2. Reported return on average total equity (ROE) equals net income attributable to owners divided by the monthly average of total shareholders' equity attributable to the PLC's equity holders for the same period; annualised where applicable.
3. Underlying return on average total assets (ROA) equals underlying net income of the period divided by monthly average total assets for the same period; annualised where applicable.
4. Reported return on average total assets (ROA) equals net income of the period divided by monthly average total assets for the same period; annualised where applicable.
5. Return on average total equity (ROE) before credit loss allowance equals net income attributable to owners excluding all credit loss allowance divided by the monthly average of total shareholders 'equity attributable to the PLC's equity holders for the same period.
6. Underlying cost to income ratio equals total underlying operating expenses for the period divided by the total revenue for the same period. (Revenue represents the sum of net interest income, net fee and commission income and other non-interest income).
7. Reported cost to income ratio equals total operating expenses for the period divided by the total revenue for the same period. (Revenue represents the sum of net interest income, net fee and commission income and other non-interest income).

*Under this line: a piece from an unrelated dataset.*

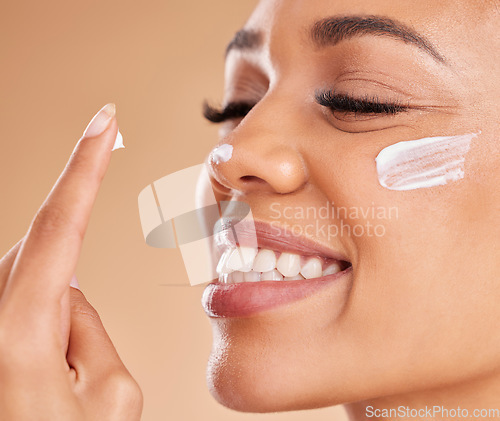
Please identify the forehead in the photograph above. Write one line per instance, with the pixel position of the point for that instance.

8. Net interest margin (NIM) is net interest income divided by monthly average interest-earning assets; annualised where applicable. Interest-earning assets include investment securities excluding corporate shares, net investment in finance lease, net loans, and amounts due from credit institutions. The latter excludes all items from cash and cash equivalents, excludes EUR mandatory reserves with NBG that currently have negative interest, and includes other earning items from due from banks.
9. Risk Adjusted Net Interest Margin is NIM minus the cost of risk without one-offs and the currency effect.
10. Loan yields equal interest income on loans and advances to customers divided by monthly average gross loans and advances to customers; annualised where applicable.
11. Risk Adjusted Loan yield is loan yield minus the cost of risk without one-offs and currency effect.
12. Deposit rates equal interest expense on customer accounts divided by monthly average total customer deposits; annualised where applicable.
13. Yields on interest earning assets equal total interest income divided by monthly average interest earning assets; annualised where applicable.
14. Cost of funding equals total interest expense divided by monthly average interest bearing liabilities; annualised where applicable.
15. Spread equals difference between yields on interest earning assets (including but not limited to yields on loans, securities and due from banks) and cost of funding (including but not limited to cost of deposits, cost on borrowings and due to banks).
16. Cost of risk equals credit loss allowance for loans to customers divided by monthly average gross loans and advances to customers; annualised where applicable.
17. PAR 90 to gross loans ratio equals loans for which principal or interest repayment is overdue for more than 90 days divided by the gross loan portfolio for the same period.
18. NPLs to gross loans equals loans with 90 days past due on principal or interest payments, and loans with a well-defined weakness, regardless of the existence of any past-due amount or of the number of days past due divided by the gross loan portfolio for the same period.
19. NPLs coverage ratio equals total credit loss allowance for loans to customers calculated per IFRS 9 divided by the NPL loans.
20. NPLs coverage with collateral ratio equals credit loss allowance for loans to customers per IFRS 9 plus the total collateral amount of NPL loans (excluding third party guarantees) discounted at 30-50% depending on segment type divided by the NPL loans.
21. Credit loss level to gross loans equals credit loss allowance for loans to customers divided by the gross loan portfolio for the same period.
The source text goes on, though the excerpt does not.